Bruce Evans, 59, of Windermere, South Lakeland, has been a Great North Air Ambulance Service (GNAAS) volunteer for nearly eight years.
Over the course of the average week, Bruce collects 140 collection tins from around the Lake District – and his work doesn’t just stop there.
Last year alone, volunteers contributed 1,590 hours of their time to helping to raise the money we need. We would not have been able to carry on without people like Bruce.
In January 2017, following a routine blood test, Bruce found out the heart-breaking news that he has terminal cancer.
He said: “I’ve been diagnosed with several terminal cancers. One of which is in my bones which means I’ve got mobility problems, but l use my volunteering as a reason to get out. It gives me something to do and it pleases me – I really enjoy it.
“Although I have cancer and medical problems, I just like to meet people and be appreciated for what I’m doing for GNAAS. Being appreciated goes a long way.”
Before Bruce was a volunteer, he spent his years as a service man in the Royal Navy working on bomb disposals. After taking early retirement he decided it was time to do something more fulfilling with his time.
He said: “I chose to be a volunteer for GNAAS because where I live and how rural it is, it’s very much needed here.
“It all really started when I raised money for the charity as a one off by doing the chill swim in one January in Lake Windermere in just trunks.

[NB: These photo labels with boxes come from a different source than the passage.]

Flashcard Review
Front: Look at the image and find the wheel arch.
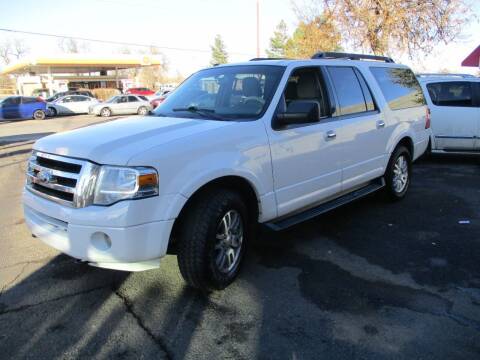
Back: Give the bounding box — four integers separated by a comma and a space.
168, 175, 261, 253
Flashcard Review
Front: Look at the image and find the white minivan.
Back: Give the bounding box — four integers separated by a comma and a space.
417, 74, 480, 153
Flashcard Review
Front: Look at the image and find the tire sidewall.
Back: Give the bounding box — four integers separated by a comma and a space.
33, 110, 46, 120
205, 192, 250, 290
100, 108, 112, 117
385, 146, 412, 200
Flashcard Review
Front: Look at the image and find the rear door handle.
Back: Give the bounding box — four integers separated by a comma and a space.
327, 130, 337, 139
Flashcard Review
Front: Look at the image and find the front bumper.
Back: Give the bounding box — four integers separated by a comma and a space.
23, 190, 185, 271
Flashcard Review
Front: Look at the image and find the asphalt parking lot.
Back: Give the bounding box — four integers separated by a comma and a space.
0, 116, 480, 359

After that, I got really interested and decided to carry on.
“I stay motivated by knowing that I’m doing a great job for GNAAS and they are benefiting from my role as a volunteer. That’s what keeps me going.”
When Bruce is volunteering, he divides his time between Ulverston, Grasmere, Windermere, Ambleside and Kendal.
He said: “I also cover all around Appleby and bits in between. Now that I’m retried if something comes up elsewhere and someone is on holiday, I can do an odd one there too which I’m fine with.
“I just get so much enjoyment out of volunteering. A lot of it is the appreciation. Also meeting people and talking to them to basically tell them what GNAAS does.”
Getting to know people is something that Bruce enjoys most about his role. While out and about in different areas he said he gets to meet a whole host of different people, and he’s built lasting relationships.
One of Bruce’s regular stops while collecting is the Flower Basket florist in Appleby. Owner, Sandra Dobson said: “Volunteers are amazing because without them there wouldn’t be any air ambulance as volunteers and donations from the people keep it in the air.
“When my daughter was 20, she had a bad car accident on Kendal road and if it hadn’t of been for GNAAS, she wouldn’t have survived as there was no time to get her to hospital.”
Bruce’s work doesn’t just stop at collecting tins either. He said: “I also give talks and do presentations and I even talk in primary schools. When you see kids smiling it makes your day.
“It is a fulfilling job whether you do tins or school talks or deal with big companies – it is all great. If you are interested in being a volunteer, please speak to someone as there’s so many roles you could do.”
Bruce doesn’t know just yet what the future holds for him, but he’s determined that despite having regular treatment and hospital visits, he will continue to volunteer for GNAAS.
He said: “I don’t think I will ever stop doing this, I’ll carry on for as long as I can, and I would totally recommend becoming a GNAAS volunteer.”
Our aircraft cover an area of about 8,000 square miles. We must raise more than £5m each year just to keep the service flying. We need the support of members of the communities we serve to fulfill a range of tasks in their areas.
At GNAAS, collection boxes provide a vital source of income for the charity while raising awareness of our work.